Teams also created their own country flag to hold during an opening ceremony. The students will stay in those mixed-age teams for other events throughout the year, Griffith said, to promote camaraderie and a sense of responsibility, as older kids help younger ones.

“Every class looked at the Sochi games — the city and country, and the events taking place,” said Matt Wira, a seventh- and eighth-grade special education teacher. “They know all of the events now.”

Kids were definitely having fun, especially the Venezuelan team, which was full of team spirit. Some members couldn’t get enough of the bobsled, located with hockey in the gym, even though they had to wear helmets.

Fifth-grader Leilani Davis and fourth-grader Yasanee Jackson offered to go in other students’ places, and couldn’t stop smiling after being pushed around the gym on dollies covered by gym mats.

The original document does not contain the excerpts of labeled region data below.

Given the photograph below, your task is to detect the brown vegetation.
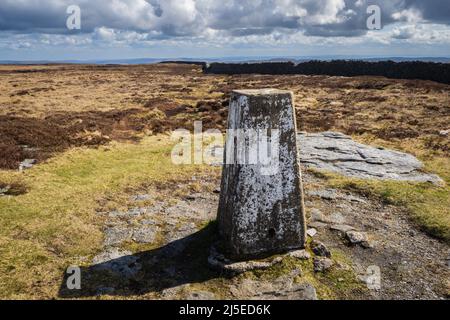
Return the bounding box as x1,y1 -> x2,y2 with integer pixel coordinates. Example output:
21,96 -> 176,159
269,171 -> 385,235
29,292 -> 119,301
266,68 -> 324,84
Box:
0,64 -> 450,169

There was an occasional knock into a wall, but since the walls were covered with mats, too, it wasn’t a big deal, students said.

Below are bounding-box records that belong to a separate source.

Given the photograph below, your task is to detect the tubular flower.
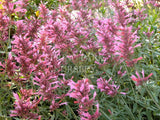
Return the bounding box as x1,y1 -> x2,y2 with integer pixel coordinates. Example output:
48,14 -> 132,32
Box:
131,70 -> 153,86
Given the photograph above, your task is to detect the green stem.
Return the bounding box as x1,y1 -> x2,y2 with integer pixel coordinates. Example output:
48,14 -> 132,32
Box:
143,85 -> 160,110
68,105 -> 78,120
120,96 -> 135,120
57,110 -> 70,120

Also in the library was a torch relay, with students racing each other around book stacks as they wore togas and held plungers topped with soccer balls to balance.

“I watched the (summer) Olympics with my mom,” said fourth-grader Azzure McKenney, adding she will watch the Sochi games. Fourth-grader Anthony Ruiz said the day’s events made him more interested in the games.

The cafeteria, empty of tables, held speed skating — performed by students, teachers and staff “skating” on paper plates around a course — and curling, which bore a strong resemblance to shuffleboard.

“It’s a lot harder than it looks,” fifth-grade in-class resource teacher Tom Kresz said after completing the speed-skating race.

He was up against one of his fifth-graders, Jamil Highsmith, who beat him.

“It felt good,” said Highsmith. But he said he didn’t gloat too much.

All the participants took an Olympic oath before starting the games, promising to, among other things, be a good sport, he said.